The most apparent pattern observed was the occurrence of spatially conserved ‘core modules’ among the COGs but not among paralogs. These core modules are comprised of various combinations of two to four putative transcription factor binding site (TFBS) classes associated with either developmental or stress-related functions. Outside the core modules are specific stress (ABA, oxidative, abiotic, biotic) or organ-associated signals, which may be functioning as ‘regulatory fine-tuners’ and further define lineage-specific and species-specific cis-regulatory signatures. Orthologous monocot and dicot promoters have distinct TFBS classes involved in disease and oxidative-regulated expression, while the orthologous rice and sorghum promoters have distinct combinations of root-specific signals, a pattern that is not particularly conserved in Arabidopsis.

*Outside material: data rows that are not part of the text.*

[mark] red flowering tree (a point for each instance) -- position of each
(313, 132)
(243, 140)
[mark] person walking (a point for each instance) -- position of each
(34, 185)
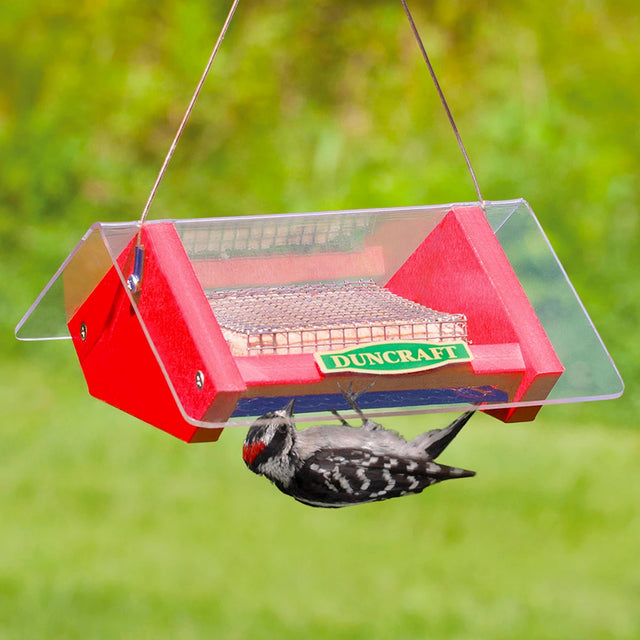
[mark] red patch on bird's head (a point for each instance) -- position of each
(251, 451)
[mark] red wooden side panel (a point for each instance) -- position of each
(118, 362)
(460, 267)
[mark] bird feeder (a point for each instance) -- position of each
(442, 307)
(194, 325)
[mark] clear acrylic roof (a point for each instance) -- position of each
(590, 373)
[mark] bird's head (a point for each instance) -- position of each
(270, 438)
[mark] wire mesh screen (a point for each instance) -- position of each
(310, 318)
(292, 236)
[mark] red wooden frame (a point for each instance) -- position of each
(459, 267)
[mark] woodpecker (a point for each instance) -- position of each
(335, 466)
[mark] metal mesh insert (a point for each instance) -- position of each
(309, 318)
(249, 238)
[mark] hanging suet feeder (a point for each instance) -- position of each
(194, 325)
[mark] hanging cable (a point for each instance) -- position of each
(444, 101)
(135, 279)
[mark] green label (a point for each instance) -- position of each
(393, 357)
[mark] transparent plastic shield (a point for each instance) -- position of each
(256, 252)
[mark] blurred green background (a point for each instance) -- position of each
(111, 529)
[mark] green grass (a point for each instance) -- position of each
(111, 529)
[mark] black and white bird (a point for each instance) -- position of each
(339, 465)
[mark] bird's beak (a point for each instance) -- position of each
(288, 410)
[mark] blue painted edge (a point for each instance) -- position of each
(248, 407)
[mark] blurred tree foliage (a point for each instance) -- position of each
(323, 105)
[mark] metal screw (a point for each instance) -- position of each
(133, 283)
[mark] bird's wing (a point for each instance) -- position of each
(434, 442)
(341, 477)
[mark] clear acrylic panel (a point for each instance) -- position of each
(253, 251)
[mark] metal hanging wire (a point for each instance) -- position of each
(134, 280)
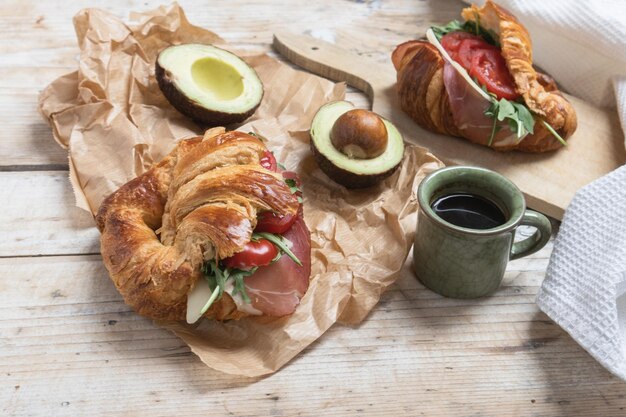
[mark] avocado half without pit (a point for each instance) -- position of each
(354, 147)
(208, 84)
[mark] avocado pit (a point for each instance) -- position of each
(356, 148)
(359, 134)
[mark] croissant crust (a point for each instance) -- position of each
(423, 95)
(199, 203)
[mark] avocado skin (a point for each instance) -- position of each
(201, 115)
(346, 178)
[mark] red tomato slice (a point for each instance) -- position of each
(268, 161)
(468, 48)
(452, 41)
(257, 253)
(489, 68)
(271, 222)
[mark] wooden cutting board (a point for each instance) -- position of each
(548, 180)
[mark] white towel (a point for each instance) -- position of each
(582, 44)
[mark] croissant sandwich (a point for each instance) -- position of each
(476, 80)
(214, 230)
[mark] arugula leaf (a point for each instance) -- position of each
(471, 27)
(217, 276)
(453, 26)
(280, 242)
(554, 132)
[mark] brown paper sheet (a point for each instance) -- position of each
(114, 121)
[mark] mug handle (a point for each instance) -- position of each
(538, 239)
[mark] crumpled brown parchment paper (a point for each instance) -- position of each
(114, 121)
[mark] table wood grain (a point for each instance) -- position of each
(70, 346)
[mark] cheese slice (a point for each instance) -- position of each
(199, 300)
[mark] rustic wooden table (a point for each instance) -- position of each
(70, 346)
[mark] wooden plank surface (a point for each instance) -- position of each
(70, 346)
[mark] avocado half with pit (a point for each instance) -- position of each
(208, 84)
(354, 147)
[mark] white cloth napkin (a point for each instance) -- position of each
(582, 44)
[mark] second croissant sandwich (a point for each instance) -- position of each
(476, 80)
(214, 230)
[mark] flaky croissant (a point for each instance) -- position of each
(203, 199)
(423, 94)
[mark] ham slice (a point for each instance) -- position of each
(468, 111)
(276, 289)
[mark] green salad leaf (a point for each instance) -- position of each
(217, 276)
(471, 27)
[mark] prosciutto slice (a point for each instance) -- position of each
(468, 111)
(276, 289)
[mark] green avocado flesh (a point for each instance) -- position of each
(208, 84)
(349, 172)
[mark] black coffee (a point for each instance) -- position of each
(468, 210)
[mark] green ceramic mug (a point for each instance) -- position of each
(462, 262)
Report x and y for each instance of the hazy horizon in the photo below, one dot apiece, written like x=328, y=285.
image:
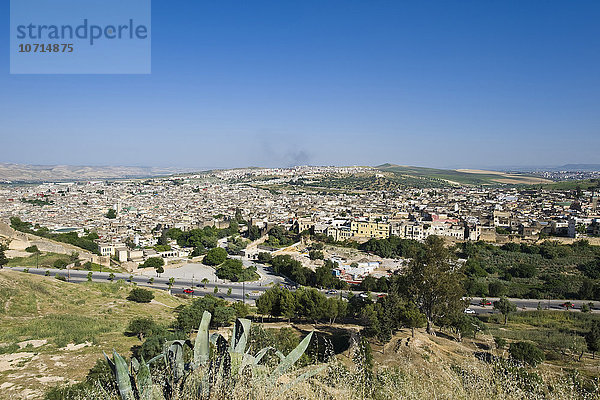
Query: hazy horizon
x=465, y=84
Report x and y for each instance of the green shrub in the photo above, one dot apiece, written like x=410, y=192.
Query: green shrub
x=140, y=295
x=526, y=352
x=215, y=256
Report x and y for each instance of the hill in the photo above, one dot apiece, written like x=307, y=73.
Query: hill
x=462, y=177
x=53, y=331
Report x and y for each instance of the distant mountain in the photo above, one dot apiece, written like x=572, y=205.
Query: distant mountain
x=463, y=176
x=41, y=173
x=578, y=167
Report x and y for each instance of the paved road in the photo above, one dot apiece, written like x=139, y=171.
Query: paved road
x=532, y=304
x=251, y=289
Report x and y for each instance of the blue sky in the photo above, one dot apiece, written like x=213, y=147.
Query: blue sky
x=277, y=83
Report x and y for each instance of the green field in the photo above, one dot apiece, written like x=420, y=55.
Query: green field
x=53, y=330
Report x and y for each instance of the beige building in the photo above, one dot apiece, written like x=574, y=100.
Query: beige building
x=368, y=229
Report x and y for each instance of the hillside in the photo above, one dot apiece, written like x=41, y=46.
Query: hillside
x=54, y=331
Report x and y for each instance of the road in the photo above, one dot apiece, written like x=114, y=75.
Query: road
x=532, y=304
x=238, y=290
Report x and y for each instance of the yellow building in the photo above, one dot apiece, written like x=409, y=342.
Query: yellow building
x=367, y=229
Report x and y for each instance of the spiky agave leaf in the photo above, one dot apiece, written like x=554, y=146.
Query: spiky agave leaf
x=241, y=334
x=202, y=344
x=259, y=356
x=291, y=358
x=174, y=358
x=144, y=381
x=134, y=365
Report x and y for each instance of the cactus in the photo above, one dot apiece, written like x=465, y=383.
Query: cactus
x=230, y=360
x=133, y=382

Patterns of cis-regulatory conservation imply that each ortholog has distinct signatures, further suggesting that they are potentially unique in a regulatory context despite the presumed conservation of broad biological function during speciation. Based on the observed patterns of conservation, we postulate that core modules are likely primary determinants of basal developmental programming, which may be integrated with and further elaborated by additional intrinsic or extrinsic signals in conjunction with lineage-specific or species-specific regulatory fine-tuners. This synergy may be critical for finer-scale spatio-temporal regulation, hence unique expression profiles of homologous transcription factors from different species with distinct zones of ecological adaptation such as rice, sorghum and Arabidopsis. The patterns revealed from these comparisons set the stage for further empirical validation by functional genomics.